While writing scripts we often have to save data in temporary files for further processing. As we know the workhorse programs of GNU/Linux (like grep, sed, awk, cut, head, sort, uniq …) work well with files and not with variables. Writing to hard disk is SLOW, yes SLOW. Even on SSD ones. Well things tend to get better on SSD, but still. I need to test them myself.
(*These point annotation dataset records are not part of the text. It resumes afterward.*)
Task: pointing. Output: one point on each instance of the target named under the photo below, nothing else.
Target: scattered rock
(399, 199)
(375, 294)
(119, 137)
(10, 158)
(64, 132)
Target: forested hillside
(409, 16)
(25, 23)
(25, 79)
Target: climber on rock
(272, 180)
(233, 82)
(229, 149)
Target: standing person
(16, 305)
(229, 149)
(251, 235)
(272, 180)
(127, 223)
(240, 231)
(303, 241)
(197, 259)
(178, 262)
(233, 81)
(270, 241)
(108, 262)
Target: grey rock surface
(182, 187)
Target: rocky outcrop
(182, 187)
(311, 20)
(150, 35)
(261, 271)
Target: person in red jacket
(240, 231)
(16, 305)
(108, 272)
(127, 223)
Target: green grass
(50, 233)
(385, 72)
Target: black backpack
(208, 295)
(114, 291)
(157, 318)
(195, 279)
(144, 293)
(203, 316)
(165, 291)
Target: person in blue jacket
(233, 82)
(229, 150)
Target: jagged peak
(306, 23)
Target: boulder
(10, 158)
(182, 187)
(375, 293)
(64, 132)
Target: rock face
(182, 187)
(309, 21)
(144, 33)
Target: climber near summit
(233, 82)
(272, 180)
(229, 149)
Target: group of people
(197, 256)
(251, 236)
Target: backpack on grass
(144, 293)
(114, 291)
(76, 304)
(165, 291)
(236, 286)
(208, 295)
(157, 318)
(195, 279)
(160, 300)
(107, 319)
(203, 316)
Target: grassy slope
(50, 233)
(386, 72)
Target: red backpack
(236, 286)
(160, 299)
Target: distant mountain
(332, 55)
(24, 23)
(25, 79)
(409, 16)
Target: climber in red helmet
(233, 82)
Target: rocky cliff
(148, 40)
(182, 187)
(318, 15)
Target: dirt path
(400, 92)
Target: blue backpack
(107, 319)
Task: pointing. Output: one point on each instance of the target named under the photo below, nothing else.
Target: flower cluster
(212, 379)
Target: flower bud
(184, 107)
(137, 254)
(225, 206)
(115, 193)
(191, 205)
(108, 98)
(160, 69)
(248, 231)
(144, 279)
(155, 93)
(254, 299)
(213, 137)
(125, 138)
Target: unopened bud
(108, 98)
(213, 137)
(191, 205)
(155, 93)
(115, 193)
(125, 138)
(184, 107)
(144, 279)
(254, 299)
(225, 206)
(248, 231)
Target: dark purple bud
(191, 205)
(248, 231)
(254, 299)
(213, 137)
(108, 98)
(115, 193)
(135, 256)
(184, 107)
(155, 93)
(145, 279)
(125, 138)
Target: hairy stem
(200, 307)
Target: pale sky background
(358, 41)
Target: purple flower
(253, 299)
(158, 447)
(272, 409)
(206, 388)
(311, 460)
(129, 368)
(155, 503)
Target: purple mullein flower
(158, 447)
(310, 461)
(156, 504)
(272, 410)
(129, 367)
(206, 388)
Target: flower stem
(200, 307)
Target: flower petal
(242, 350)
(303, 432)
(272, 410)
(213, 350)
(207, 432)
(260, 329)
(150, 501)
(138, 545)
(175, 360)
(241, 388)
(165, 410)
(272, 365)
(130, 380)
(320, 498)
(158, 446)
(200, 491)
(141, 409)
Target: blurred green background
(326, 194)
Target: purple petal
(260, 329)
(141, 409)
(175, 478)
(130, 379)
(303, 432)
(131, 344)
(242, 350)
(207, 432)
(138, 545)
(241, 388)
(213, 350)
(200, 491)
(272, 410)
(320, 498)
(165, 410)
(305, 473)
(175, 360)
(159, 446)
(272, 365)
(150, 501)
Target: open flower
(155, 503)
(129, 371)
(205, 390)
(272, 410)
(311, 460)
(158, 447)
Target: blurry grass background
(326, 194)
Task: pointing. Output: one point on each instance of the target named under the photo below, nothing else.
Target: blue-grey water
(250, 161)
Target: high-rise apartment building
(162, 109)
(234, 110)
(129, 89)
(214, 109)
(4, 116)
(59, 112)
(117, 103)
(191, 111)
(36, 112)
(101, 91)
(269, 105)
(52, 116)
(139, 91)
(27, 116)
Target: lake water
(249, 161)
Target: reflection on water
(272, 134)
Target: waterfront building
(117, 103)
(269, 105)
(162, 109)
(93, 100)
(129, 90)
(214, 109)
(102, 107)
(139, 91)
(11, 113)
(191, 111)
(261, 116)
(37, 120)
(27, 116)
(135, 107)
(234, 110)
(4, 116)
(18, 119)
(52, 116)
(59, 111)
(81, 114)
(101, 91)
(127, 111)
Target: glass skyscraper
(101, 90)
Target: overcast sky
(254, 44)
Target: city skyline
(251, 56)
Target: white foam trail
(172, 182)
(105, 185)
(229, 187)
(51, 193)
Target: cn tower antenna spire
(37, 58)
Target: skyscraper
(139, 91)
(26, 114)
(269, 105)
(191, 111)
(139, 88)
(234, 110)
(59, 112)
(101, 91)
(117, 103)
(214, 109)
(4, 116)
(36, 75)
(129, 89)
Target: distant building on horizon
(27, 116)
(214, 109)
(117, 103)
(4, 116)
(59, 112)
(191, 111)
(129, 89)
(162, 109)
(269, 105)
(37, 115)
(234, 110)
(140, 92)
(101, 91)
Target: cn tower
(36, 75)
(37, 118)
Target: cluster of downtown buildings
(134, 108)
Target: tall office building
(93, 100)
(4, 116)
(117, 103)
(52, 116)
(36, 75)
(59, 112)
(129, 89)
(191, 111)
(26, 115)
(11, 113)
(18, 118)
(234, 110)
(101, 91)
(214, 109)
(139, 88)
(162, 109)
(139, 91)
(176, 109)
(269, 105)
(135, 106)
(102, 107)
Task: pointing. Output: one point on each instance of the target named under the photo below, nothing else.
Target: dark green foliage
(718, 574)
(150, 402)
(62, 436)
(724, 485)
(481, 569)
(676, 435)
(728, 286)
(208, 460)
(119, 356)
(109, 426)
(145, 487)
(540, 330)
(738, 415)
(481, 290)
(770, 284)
What is FAST and efficient for temporary files is RAM. Writing and reading temporary files from RAM is awesome. But how do we do it? Easy of course! Mount a directory, which is physically located in RAM with file system type tmpfs or ramfs.
# mkdir /mnt/temp
// if you want user access
# chown -R user:user /mnt/temp/
// fixed size, uses swap, vollatile, all in ram
# mount -t tmpfs -o size=20m,uid=1000,gid=1000 tmpfs /mnt/temp/
or
// dynamic size, no swap, vollatile, all in ram
# mount -t ramfs -o size=20m,uid=1000,gid=1000 tmpfs /mnt/temp/
Now you can read/write as much as you want, as fast as you can! Let us test the theory. We can create a single 1 Giga Byte file with writing 1000 times one Mega Byte chunks each. To create a 1GB file in RAM it takes about one second.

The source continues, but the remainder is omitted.